An electron passes location
<0.02m, 0.04m,−0.06m>, and 4 μs later is de-
tected at location <0.02 m, 1.84 m,−0.86 m>.
Find the average velocity of the elecron:
¯v = <vx, vy, vz>
If the electron continues to travel at this av-
erage velocity, find where it will be in another
9 μs :
~d = <dx, dy, dz>
Answer in units of m
I've tried this question several times and I cannot get the second part correct.
For the first part I get <0, 450000, -200000>
But then for the second part I keep getting it wrong. for dx i get 0 which is correct, but for dy= .04+(5 * 450000) it says it's wrong. not sure what im doing wrong!

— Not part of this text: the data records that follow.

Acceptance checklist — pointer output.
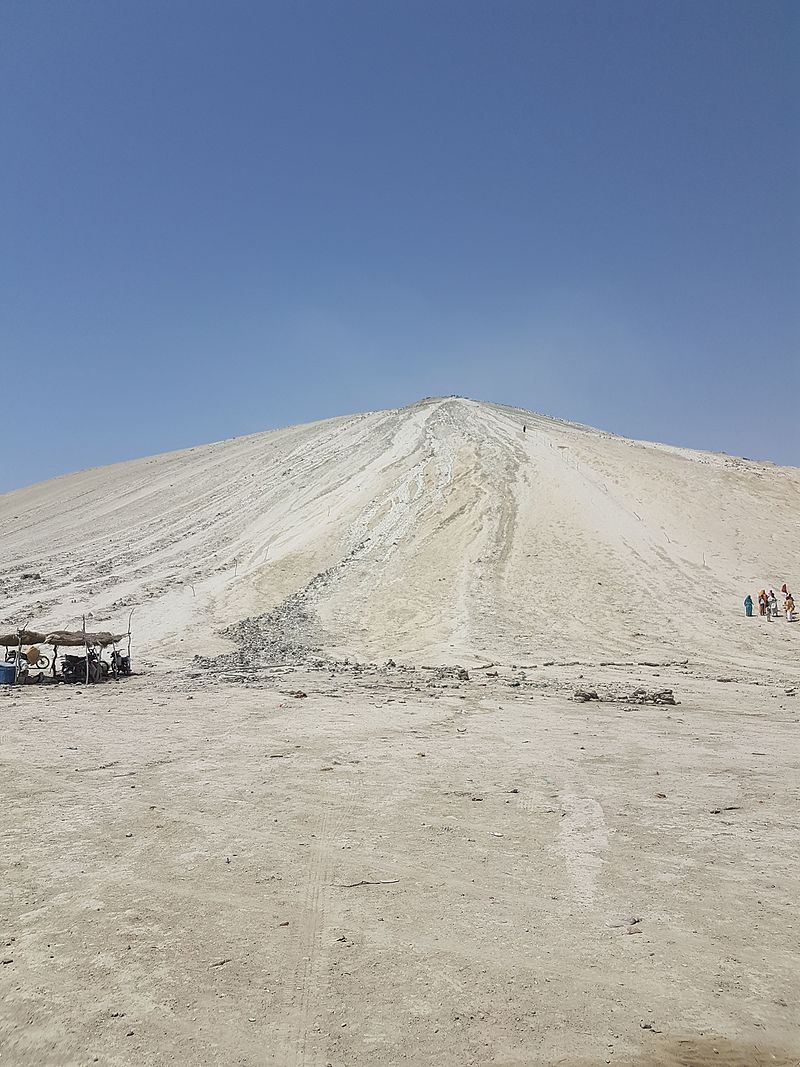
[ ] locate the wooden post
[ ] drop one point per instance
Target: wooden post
(19, 650)
(16, 659)
(129, 618)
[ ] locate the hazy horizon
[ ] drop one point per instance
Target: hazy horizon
(223, 219)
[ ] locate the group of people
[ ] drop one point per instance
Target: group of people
(768, 604)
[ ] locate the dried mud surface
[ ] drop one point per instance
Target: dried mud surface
(547, 881)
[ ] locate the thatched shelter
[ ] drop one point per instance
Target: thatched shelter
(76, 638)
(24, 637)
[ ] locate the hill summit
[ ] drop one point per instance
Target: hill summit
(446, 531)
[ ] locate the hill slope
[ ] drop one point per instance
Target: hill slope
(440, 532)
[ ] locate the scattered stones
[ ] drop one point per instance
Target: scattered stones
(641, 696)
(584, 695)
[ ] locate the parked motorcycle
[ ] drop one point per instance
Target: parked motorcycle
(120, 664)
(74, 668)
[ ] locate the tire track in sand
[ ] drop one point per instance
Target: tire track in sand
(302, 988)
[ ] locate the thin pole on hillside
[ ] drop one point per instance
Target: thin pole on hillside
(85, 647)
(129, 618)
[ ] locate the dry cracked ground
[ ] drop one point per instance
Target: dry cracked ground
(401, 868)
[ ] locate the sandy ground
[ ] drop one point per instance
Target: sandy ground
(179, 857)
(558, 882)
(447, 531)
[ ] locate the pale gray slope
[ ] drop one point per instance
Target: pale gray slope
(435, 532)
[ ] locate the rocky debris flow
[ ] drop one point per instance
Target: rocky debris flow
(642, 696)
(289, 634)
(639, 696)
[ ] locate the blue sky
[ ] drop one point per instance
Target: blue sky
(220, 218)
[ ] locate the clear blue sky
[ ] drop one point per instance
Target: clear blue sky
(223, 217)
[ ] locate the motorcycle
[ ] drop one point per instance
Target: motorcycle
(74, 668)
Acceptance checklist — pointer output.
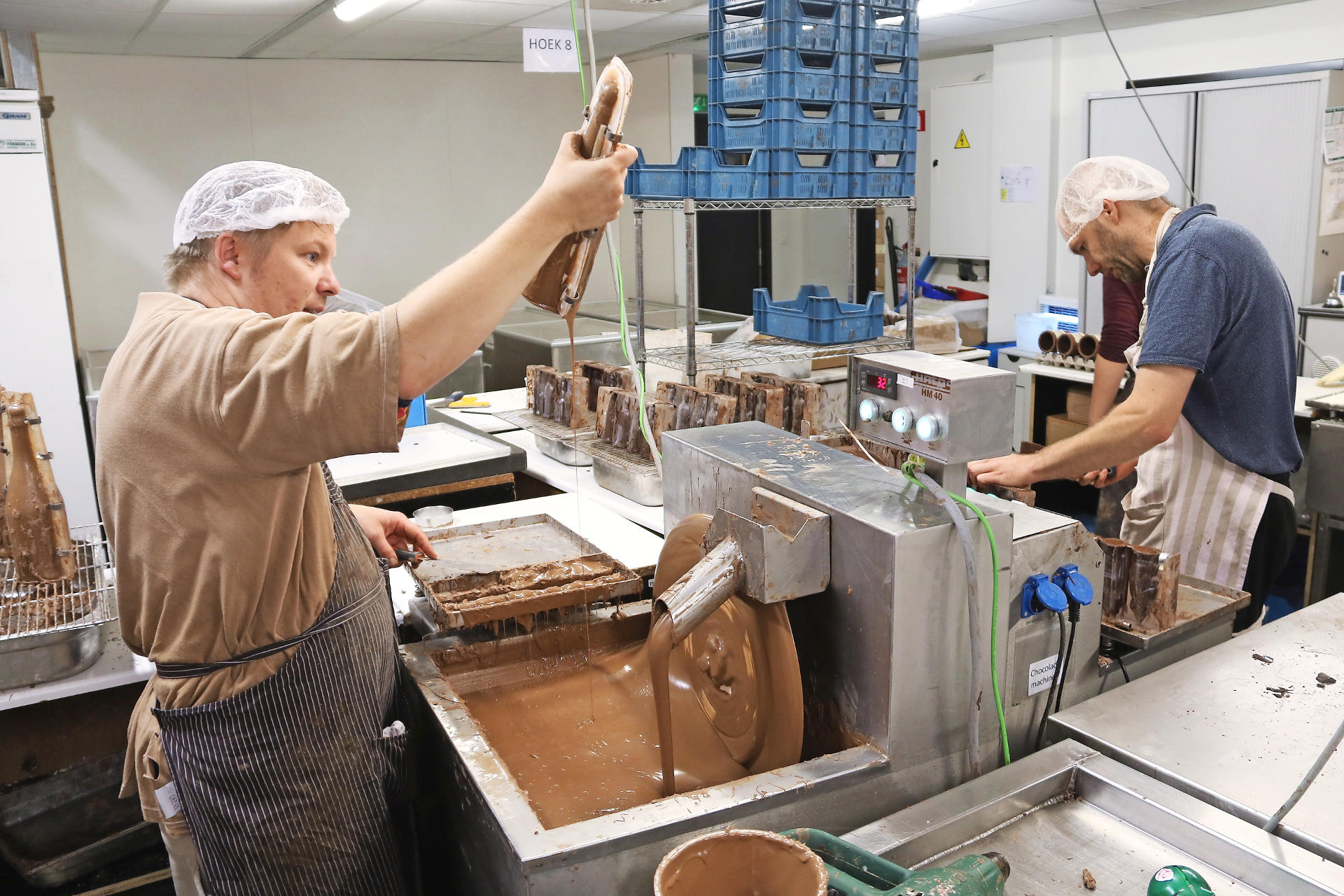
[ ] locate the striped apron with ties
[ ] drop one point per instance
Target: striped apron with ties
(298, 783)
(1190, 498)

To find the average velocity of the electron, you need to calculate the change in position (∆r) and divide it by the change in time (∆t).
First, let's calculate the change in position (∆r) by subtracting the initial position from the final position:
∆r = <0.02 m, 1.84 m, −0.86 m> − <0.02 m, 0.04 m, −0.06 m>
= <0.02 m − 0.02 m, 1.84 m − 0.04 m, −0.86 m − (−0.06 m)>
= <0 m, 1.8 m, −0.8 m>
Next, we need to calculate the change in time (∆t), which is given as 4 μs.
Now, divide the change in position (∆r) by the change in time (∆t) to find the average velocity (∆v):
¯v = ∆r/∆t
= <0 m, 1.8 m, −0.8 m> / (4 * 10^-6 s)
= <0 m/s, 450000 m/s, -200000 m/s>
So, the average velocity of the electron is ¯v = <0 m/s, 450000 m/s, -200000 m/s>.
Now, let's find where the electron will be in another 9 μs.
Using the average velocity (∆v) we just calculated, we can find the change in position (∆r) by multiplying the average velocity by the change in time (∆t):
∆r = ¯v * ∆t
= <0 m/s, 450000 m/s, -200000 m/s> * (9 * 10^-6 s)
= <0 m/s, 4050 m, -1800 m>
Finally, to find the final position, which is the sum of the initial position and the change in position, we add the change in position (∆r) to the initial position:
~d = <0.02 m, 0.04 m, −0.06 m> + <0 m/s, 4050 m, -1800 m>
= <0.02 m + 0 m, 0.04 m + 4050 m, −0.06 m − 1800 m>
= <0.02 m, 4050.04 m, −1800.06 m>
Therefore, the electron will be at the position ~d = <0.02 m, 4050.04 m, -1800.06 m> after another 9 μs.
Please make sure to double-check your calculations and units to avoid any errors.